REACH: Education – for all or for some?

February 16, 2019 by Alison Watson-Shields

Education for people with disabilities has always been an issue of contention and debate ever since the introduction of the National Curriculum in 1987.  

Despite education being “central” to many successive governments, since the 1990s very little practical implementation of adapted facilities appears to have taken place within mainstream Schools. This isn’t to say that the government haven’t tried. In 1996, John Major’s government introduced the Education Act. This legislation implemented specific protections for disabled students in the form of a Statement of Special Educational Needs. These statements establish specific provisions that the school can access to more appropriately provide for disabled students. The provisions can include:

  • Scribes to assist in note-taking, crucially during exams;
  • Information technology resources;
  • Medication requirements;
  • The accommodation of any equipment such as wheelchairs, standing frames and walking sticks.

The statement will also address any difficulties that the student has and how to address them. These difficulties can include trouble concentrating in large groups and issues regarding safety. 

While, on the face of it, all of these provisions and logistical steps made by central government and local authorities seem positive. As with every new policy or procedure, there were issues and failings that went along with it. Speaking as someone who was going through the compulsory education system during the time many of these changes were introduced, these procedures constructed barriers where they did not previously exist. Many children identified as ‘S.E.N.’ were educated in specially adapted ‘Special Needs Units’ with an adapted curriculum to suit perceived difficulties. Whilst I freely admit some students who have specialist and complex needs required these services, some students did not require this extra help and, as a result were placed in environments which did not challenge them intellectually.

Unfortunately, the reverse is also true; those who required some more assistance were never provided with it.

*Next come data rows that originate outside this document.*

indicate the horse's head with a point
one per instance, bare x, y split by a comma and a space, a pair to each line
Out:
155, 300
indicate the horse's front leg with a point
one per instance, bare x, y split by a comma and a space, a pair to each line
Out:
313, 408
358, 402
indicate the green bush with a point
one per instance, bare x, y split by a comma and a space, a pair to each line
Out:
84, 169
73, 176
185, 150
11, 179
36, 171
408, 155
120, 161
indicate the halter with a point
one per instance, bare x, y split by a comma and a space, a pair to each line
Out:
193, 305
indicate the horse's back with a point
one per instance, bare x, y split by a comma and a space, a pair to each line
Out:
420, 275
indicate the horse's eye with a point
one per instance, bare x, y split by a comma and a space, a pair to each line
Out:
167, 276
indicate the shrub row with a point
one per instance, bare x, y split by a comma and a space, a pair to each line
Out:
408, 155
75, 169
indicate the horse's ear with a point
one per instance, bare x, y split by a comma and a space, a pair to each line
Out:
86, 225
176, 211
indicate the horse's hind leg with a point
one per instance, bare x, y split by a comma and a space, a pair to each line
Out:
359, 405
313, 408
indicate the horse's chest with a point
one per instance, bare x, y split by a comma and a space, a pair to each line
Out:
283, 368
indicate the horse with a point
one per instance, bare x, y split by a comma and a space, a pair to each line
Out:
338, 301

As a result, they did not achieve academically. This, in turn, affected academic attainment and as a result post 16 they did not go on to any further education courses or potential employment.

REACH has worked with several people who encountered such difficulties at school and as a result they have become economically inactive and found it very difficult to attain meaningful employment. 

Thankfully, in recent years, legislation and policy has changed again and, with the introduction of The Social Care Act of 2014, services in schools have increased and been tailored more for those who require them.

So what more can be done? My suggestions are as follows:

  • More support provided in schools to allow disabled students to achieve;
  • More understanding of the range of difficulties that some students face, covering both Mental Health and disability;
  • Access to better support following compulsory education;
  • More information to be provided with regards to disabled students’ options following compulsory education.

This list could be exhaustive, unfortunately, there is no quick fix. I would encourage Local Authorities and central government to research this issue, to try to provide disabled members of the public with more information regarding their options so that they can attain higher education or meaningful employment following their compulsory education.

However, following the BBC News’ article, the targets which schools have to reach for GCSE grades are so high that some schools are excluding children and teenagers with SEN so that their sometimes lower GCSE results will not affect the overall average of the school. This is leaving some young people in turmoil, as they are unable to attend their school but are also unable to join other schools as they are still classified as pupils at the original school. The Department of Education is currently investigating this issue because they are breaking the law by denying these young people the education to which they are entitled.

This problem of providing a satisfactory education to people with disabilities is not just a problem in the United Kingdom. The United States also experiences significant issues when it comes to providing education for people with disabilities. In fact, in 2012 a study argued that it was not cost-effective to provide specially adapted curriculums for disabled students without compromising the educational opportunities of non disabled students.

Fortunately, leading academics and parents are leading the fight for the right for disabled students to be educated in an inclusive environment.

Finally, the British education system was, at one time, a beacon to the world, however, it now seems that we are falling woefully short of this, as if we are setting these young people up to fail at such a young age. What does that say about us as a society in the 21st Century?